MTBE is an additive used to make gasoline burn more cleanly. Since 1990, the U.S. Environmental Protection Agency has required its use in gas sold in states such as Maryland that have a summertime ozone pollution problem.

Although the EPA says there are no studies of the effects of drinking MTBE-contaminated water, it has been shown to cause cancer in laboratory animals at high doses in inhalation studies. The federal agency does not recommend drinking water with more than 20 parts per billion of MTBE.

Exxon has been paying for the installation of water filtration systems in homes in Upper Crossroads that show even small traces of MTBE.

The installation of the expensive equipment - one homeowner put the price at $6,000 - does not immediately end the water problems or the concerns of area residents.

Uneasy feelings

Nearly three weeks have passed since Rita Howarth, her husband and their three children have had a drink of water from the faucet.

Their dependence on bottled water may continue for another two or three weeks even though they have had a filtration system installed in their home on Haddon Hurst Court.

"We had a system installed on Wednesday," Howarth said. "But the guys with the company that installed it told us not to drink the water."

"They said, 'Don't drink it until [the water] is tested again.' That may be next week or later. Then we have to wait until the test results come back. I don't know when we are going to be able to use the water in the house again, and it's not going to be a comfortable feeling when we're told it's OK.

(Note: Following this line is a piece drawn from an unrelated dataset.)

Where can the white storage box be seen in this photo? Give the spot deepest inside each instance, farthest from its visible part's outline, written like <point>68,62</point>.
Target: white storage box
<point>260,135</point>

"How do you tell a 5-year-old child not to swallow the water when she brushes her teeth?" Howarth asked.

Howarth said her well was tested at 0.69 parts per billion of MTBE contamination. This was one of the lowest readings of the 84 wells surrounding the gas station that have tested positive for MTBE.

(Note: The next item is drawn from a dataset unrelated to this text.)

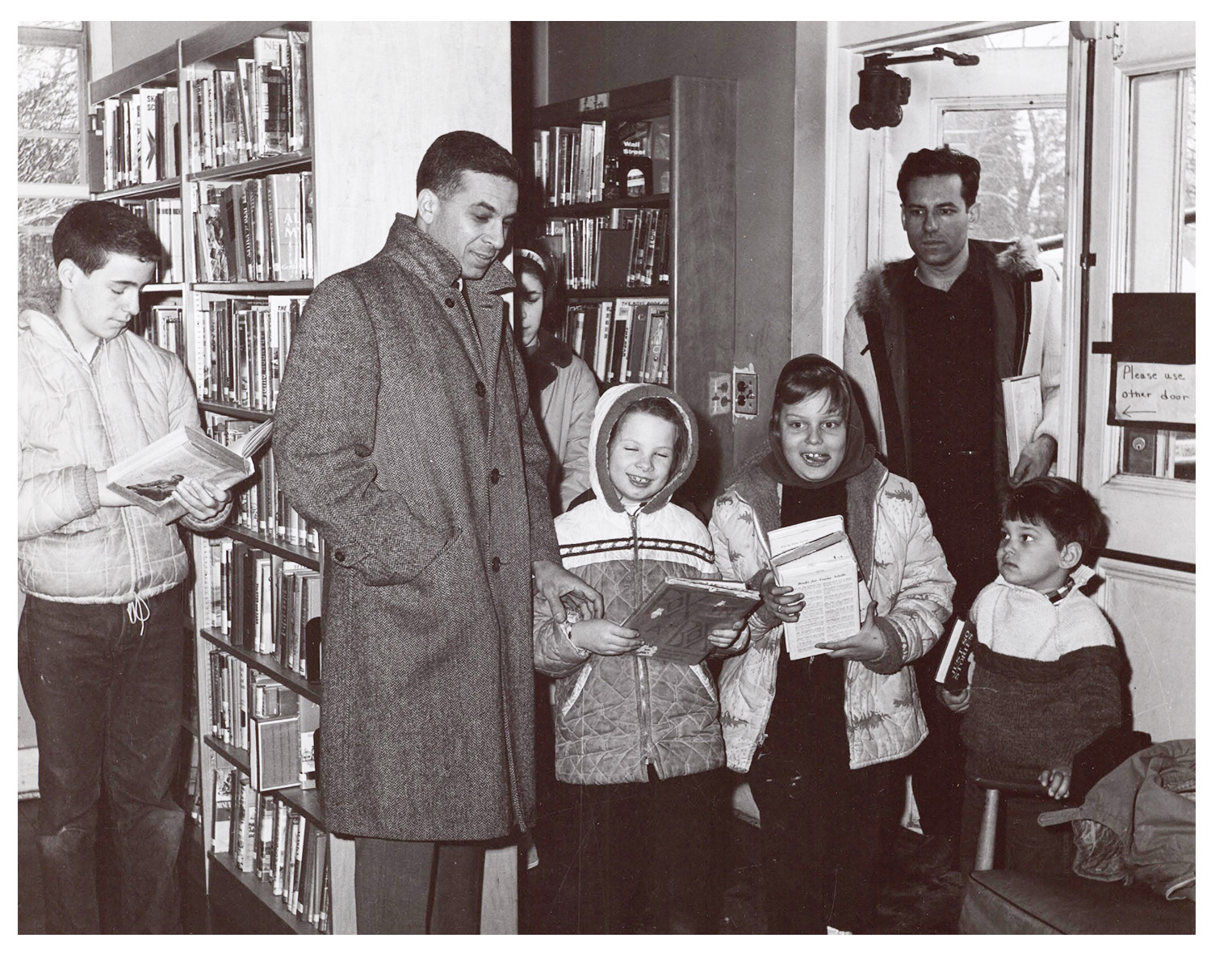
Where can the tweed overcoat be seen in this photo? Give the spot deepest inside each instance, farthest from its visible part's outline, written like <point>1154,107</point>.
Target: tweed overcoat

She said the contamination varies greatly from home to home in her neighborhood. "The reading at the house across the street is 10 times higher than mine," she said. "Down the road it's 30 times higher."

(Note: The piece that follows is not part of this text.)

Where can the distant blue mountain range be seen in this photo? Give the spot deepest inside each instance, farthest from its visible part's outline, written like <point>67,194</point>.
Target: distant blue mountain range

She worries that their low reading could change in the next day or two, or in weeks.

Howarth is not comfortable with plans by the Maryland Department of the Environment and the Harford County Health Department to have wells tested every month until traces of the potentially cancer-causing chemical disappear, and then have them tested quarterly.

"How do I know the filter is still doing its thing?" she asked.

As an indication of their concern about water safety, Howarth said, her children found a toad in the back yard last week and gave it bottled water to drink.